In other words, a certain amount of common sense should suggest to at least some people that, in w setting in which the inflammatory rhetoric of an unknown, angry citizen suddenly becomes the voice of an entire movement - how many times in recent months have we had the most extreme voices become The Voice of the Tea Baggers? - it might be wise to consider the possibility that all the talk of violence, of civil war, treating difference as moral error, obsessing on already-disproved nonsense like the Birthers and Obama's alleged socialism and ties to The Weather Underground; all of this might just lead some people to consider violence as a proper response?

This same rhetoric, turning difference in to moral error, has led to the murder of abortion providers and the bombing of women's health clinics. This same rhetoric has led to threats on the lives of law makers. This same rhetoric makes it impossible to discuss the merits or demerits of policy precisely because too many amplified voices on the right do not see merit in any policy offered by the Democratic Party. The current Republican members of the Senate display their solidarity with this view by blocking legislation and Administration political appointees. How far-fetched is it to wonder whether or not it might be possible for some who swallow whole the nonsense on the right to consider violence as a necessary evil to fight the threats to our freedoms?

Yet, Clinton here, and Obama on many occasions, and many others, have said the question is not the Tea Bag crowd, or the debate. Pres. Clinton expressly supports the Tea Baggers. I have no problem with them, either. I disagree with their policy stances, to be sure, but that doesn't mean they should be silenced; on the contrary, the more voices the merrier.

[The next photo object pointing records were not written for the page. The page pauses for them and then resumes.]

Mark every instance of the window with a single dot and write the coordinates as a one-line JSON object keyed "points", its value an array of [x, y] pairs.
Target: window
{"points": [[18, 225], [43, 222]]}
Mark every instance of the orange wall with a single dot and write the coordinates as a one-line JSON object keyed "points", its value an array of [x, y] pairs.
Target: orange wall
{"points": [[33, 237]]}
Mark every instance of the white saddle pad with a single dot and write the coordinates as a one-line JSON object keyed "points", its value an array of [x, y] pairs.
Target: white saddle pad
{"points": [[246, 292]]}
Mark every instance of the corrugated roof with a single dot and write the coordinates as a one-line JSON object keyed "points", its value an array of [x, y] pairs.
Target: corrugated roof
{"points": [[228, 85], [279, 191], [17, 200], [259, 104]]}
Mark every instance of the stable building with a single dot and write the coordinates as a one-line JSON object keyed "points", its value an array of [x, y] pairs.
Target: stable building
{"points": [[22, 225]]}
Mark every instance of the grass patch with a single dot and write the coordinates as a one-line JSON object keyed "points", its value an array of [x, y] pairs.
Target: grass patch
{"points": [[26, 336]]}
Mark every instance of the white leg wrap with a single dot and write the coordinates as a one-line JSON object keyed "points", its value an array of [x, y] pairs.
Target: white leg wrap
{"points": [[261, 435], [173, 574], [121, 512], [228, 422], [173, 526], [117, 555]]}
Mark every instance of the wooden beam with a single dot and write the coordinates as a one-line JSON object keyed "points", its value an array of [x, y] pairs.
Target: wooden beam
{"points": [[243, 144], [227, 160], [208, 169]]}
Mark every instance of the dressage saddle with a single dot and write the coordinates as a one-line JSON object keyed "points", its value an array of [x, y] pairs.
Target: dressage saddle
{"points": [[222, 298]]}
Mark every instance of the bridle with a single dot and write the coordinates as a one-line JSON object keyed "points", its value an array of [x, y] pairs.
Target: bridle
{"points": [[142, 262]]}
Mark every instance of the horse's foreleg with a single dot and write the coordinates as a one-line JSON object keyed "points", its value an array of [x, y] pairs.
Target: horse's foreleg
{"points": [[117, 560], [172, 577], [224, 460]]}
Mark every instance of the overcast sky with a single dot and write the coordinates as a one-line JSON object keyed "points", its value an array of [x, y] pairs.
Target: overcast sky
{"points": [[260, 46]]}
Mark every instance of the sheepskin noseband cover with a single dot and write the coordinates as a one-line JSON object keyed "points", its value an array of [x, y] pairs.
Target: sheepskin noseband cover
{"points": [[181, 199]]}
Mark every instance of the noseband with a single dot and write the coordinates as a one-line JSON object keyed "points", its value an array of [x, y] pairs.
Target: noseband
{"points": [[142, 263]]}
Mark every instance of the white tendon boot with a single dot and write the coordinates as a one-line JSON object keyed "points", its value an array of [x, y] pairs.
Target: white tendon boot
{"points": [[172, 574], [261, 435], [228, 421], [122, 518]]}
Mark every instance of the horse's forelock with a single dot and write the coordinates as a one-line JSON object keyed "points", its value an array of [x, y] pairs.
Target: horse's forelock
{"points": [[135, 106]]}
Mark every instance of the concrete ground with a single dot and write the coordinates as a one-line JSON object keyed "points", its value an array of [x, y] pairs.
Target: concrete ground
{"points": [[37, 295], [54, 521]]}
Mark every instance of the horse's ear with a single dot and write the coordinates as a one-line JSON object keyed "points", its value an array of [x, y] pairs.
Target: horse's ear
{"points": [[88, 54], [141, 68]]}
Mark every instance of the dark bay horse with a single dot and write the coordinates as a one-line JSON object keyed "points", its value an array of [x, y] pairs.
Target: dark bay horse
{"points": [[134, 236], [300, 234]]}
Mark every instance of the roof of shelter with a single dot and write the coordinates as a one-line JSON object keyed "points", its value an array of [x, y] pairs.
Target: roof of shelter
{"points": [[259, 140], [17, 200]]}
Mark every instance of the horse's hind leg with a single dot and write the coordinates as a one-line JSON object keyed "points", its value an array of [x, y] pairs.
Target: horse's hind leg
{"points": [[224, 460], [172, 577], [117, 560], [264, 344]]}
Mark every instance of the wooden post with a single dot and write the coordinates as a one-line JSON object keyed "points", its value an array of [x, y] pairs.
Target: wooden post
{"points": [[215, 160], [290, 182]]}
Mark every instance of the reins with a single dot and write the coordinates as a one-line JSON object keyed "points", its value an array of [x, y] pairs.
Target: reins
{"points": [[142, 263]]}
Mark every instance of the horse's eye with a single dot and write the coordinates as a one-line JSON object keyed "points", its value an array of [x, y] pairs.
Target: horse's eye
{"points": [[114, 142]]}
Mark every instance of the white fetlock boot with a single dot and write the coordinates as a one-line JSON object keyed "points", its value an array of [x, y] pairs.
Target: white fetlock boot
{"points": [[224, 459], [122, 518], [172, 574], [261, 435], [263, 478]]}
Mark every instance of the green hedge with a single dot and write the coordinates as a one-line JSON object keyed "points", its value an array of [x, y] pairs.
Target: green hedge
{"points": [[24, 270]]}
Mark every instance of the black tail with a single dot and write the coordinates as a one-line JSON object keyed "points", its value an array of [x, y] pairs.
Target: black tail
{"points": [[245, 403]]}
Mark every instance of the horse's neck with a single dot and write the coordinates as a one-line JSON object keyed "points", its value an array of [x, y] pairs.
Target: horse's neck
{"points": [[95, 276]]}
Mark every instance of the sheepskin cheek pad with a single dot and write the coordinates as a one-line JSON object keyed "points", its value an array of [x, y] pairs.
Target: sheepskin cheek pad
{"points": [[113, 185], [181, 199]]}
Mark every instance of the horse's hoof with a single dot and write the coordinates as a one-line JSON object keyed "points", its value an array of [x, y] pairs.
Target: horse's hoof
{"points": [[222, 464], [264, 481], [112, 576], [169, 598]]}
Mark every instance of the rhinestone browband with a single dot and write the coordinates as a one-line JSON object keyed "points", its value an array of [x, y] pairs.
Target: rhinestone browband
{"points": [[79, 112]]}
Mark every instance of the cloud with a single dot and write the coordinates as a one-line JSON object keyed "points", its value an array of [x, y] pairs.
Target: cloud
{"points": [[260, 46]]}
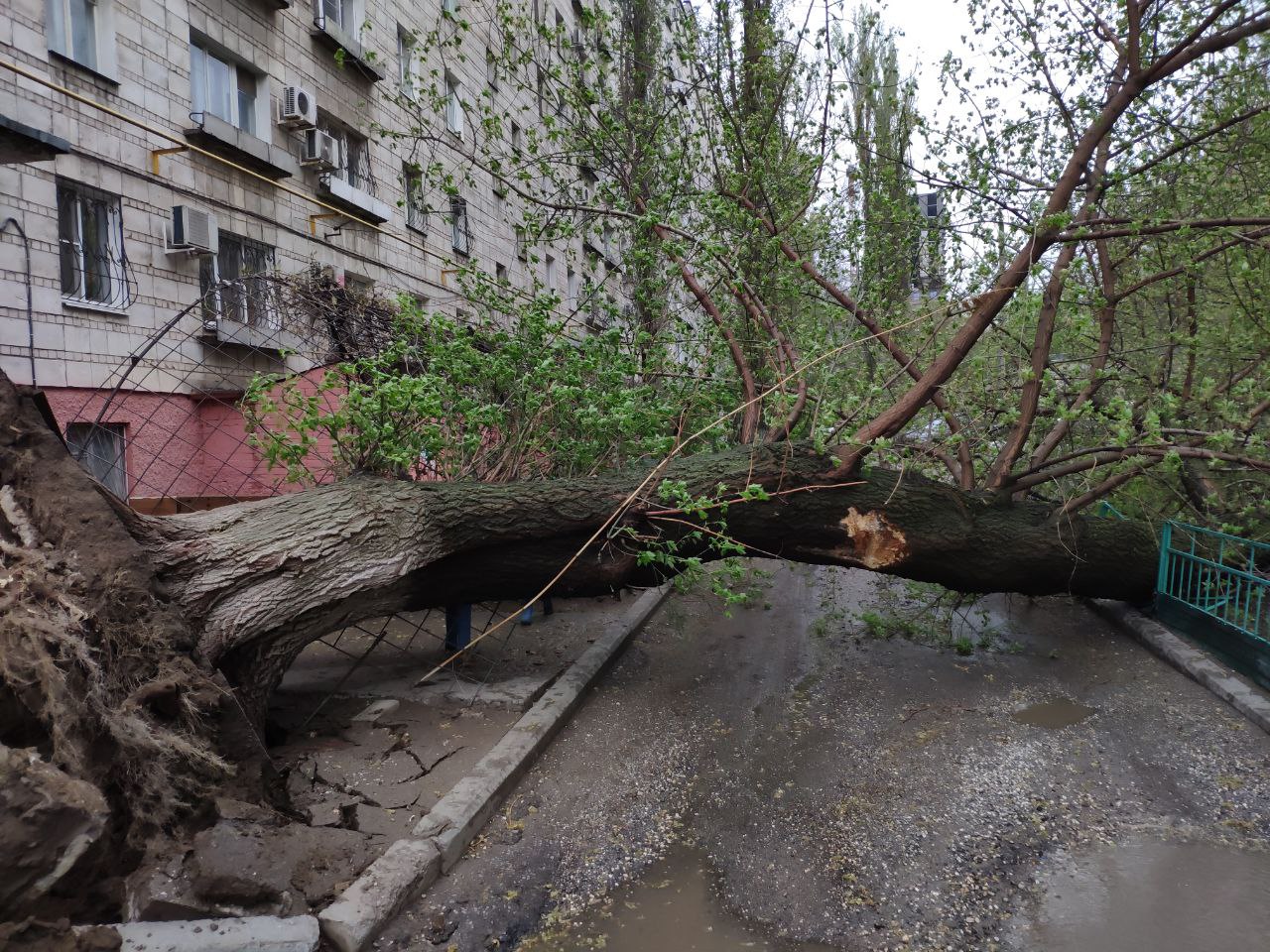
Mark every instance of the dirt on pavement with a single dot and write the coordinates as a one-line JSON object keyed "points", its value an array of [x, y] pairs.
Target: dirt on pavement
{"points": [[858, 792]]}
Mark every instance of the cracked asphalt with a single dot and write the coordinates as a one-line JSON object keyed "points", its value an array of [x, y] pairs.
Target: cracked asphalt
{"points": [[848, 791]]}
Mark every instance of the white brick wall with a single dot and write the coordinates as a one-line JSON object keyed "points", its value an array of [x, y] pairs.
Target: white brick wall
{"points": [[151, 41]]}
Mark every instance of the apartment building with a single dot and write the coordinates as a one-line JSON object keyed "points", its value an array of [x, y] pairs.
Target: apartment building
{"points": [[155, 151]]}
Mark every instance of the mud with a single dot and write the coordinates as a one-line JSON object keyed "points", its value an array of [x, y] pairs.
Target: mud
{"points": [[672, 905], [857, 792], [1159, 895], [1053, 715]]}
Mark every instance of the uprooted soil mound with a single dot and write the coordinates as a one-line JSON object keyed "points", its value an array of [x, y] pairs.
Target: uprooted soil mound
{"points": [[95, 678]]}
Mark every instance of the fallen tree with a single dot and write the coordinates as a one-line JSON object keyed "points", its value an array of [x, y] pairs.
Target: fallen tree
{"points": [[244, 588]]}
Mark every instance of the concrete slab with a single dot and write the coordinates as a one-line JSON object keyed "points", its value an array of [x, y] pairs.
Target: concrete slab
{"points": [[258, 933], [1233, 688], [408, 867], [439, 839]]}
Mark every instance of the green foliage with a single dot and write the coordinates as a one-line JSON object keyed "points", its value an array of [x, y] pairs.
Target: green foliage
{"points": [[441, 399]]}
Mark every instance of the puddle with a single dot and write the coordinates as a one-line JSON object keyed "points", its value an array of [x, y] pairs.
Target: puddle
{"points": [[1053, 715], [1155, 895], [671, 906]]}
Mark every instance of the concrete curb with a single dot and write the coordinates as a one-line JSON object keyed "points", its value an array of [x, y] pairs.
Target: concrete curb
{"points": [[409, 866], [257, 933], [1196, 664]]}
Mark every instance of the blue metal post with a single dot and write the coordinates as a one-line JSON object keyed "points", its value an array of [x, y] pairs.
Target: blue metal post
{"points": [[458, 626]]}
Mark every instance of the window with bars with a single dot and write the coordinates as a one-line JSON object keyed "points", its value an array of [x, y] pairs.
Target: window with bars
{"points": [[354, 151], [221, 86], [460, 238], [94, 270], [416, 206], [338, 12], [405, 62], [99, 448], [453, 107], [72, 31], [235, 284]]}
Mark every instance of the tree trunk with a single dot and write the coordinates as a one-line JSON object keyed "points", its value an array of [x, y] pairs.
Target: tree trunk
{"points": [[259, 580]]}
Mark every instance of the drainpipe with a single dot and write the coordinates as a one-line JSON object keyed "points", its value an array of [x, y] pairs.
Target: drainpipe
{"points": [[31, 317]]}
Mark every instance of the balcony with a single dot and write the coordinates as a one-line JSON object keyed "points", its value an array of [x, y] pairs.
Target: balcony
{"points": [[359, 202], [339, 40], [217, 136]]}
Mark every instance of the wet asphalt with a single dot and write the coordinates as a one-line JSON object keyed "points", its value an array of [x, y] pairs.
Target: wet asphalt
{"points": [[851, 791]]}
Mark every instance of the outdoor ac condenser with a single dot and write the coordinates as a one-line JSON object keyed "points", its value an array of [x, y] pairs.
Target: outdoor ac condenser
{"points": [[299, 108], [321, 151], [193, 231]]}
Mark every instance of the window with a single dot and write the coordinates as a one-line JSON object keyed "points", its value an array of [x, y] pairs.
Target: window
{"points": [[358, 286], [490, 70], [405, 62], [90, 241], [221, 86], [338, 12], [76, 30], [416, 208], [234, 284], [453, 107], [354, 151], [458, 239], [99, 448]]}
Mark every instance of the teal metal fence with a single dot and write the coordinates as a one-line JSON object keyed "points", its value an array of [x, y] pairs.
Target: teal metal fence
{"points": [[1222, 576]]}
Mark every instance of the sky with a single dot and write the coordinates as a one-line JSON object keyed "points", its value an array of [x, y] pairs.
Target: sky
{"points": [[929, 30]]}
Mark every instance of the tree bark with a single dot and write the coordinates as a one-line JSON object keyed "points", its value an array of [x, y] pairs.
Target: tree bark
{"points": [[259, 580]]}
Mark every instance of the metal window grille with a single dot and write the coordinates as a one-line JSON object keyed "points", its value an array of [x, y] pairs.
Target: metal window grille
{"points": [[94, 268], [354, 157], [416, 208], [235, 284], [334, 12], [460, 238], [99, 448], [453, 108]]}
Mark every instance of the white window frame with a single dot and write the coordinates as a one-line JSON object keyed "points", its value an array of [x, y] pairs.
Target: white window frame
{"points": [[460, 234], [202, 54], [107, 262], [85, 442], [255, 306], [348, 140], [405, 62], [416, 208], [338, 12], [490, 70], [453, 105], [98, 54]]}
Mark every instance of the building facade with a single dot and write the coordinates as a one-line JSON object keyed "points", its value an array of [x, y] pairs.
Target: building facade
{"points": [[157, 151]]}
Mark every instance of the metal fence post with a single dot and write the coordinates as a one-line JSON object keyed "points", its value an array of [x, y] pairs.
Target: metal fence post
{"points": [[458, 626], [1166, 539]]}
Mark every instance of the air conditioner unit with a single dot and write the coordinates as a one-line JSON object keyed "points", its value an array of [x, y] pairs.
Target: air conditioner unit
{"points": [[321, 150], [193, 231], [299, 108]]}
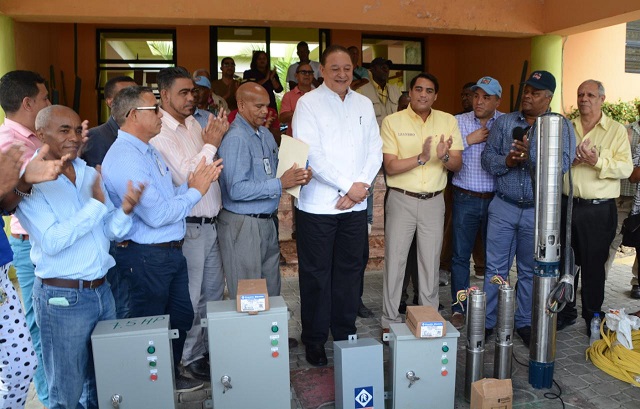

The issue is not the Tea Bag crowd and their legitimacy; it is understanding that with great freedom comes responsibility. I would add this goes for the Left as well as the Right. By highlighting the fringe elements of the Tea Party protest movement, giving the voices of racists and hate-mongers as the "leaders" of this still-nascent, coalescing movement, the Left too often falls in to the same trap. How often do we read scurrilous, sneering posts on the ignorance and silliness of the Tea Partiers? How often do we see, accompanying a story on this or that outrageous statement by an attendee at a Tea Party rally, the assumption that this voice is the voice of the multitude?

Many on the Left are comforted by the thought that, yes, indeed, these ignoramuses are all there is to the Tea Party. That makes us as much a part of the problem as those who voice these outrageous comments. We become part of what Clinton called "the echo chamber" - and to our peril.

So, responsibility extends not just to the Tea Party itself and its supporters in right-wing media. It also extends to those on the Left who get baited by instances of extremist rhetoric in to pretending, or actually believing, it is the voice of the movement itself. This further erodes the our public square, making it that much harder to hear legitimate voices of protest and questions of priorities. We can mock the Tea Party as nonsensical, violent, and extreme without considering the possibility they might have a point worth listening to.

I would extend the necessity of responsibility to those on the Left who wish to marginalize the Tea Party by playing this game. In our country, these voices should be heard and considered on the merits.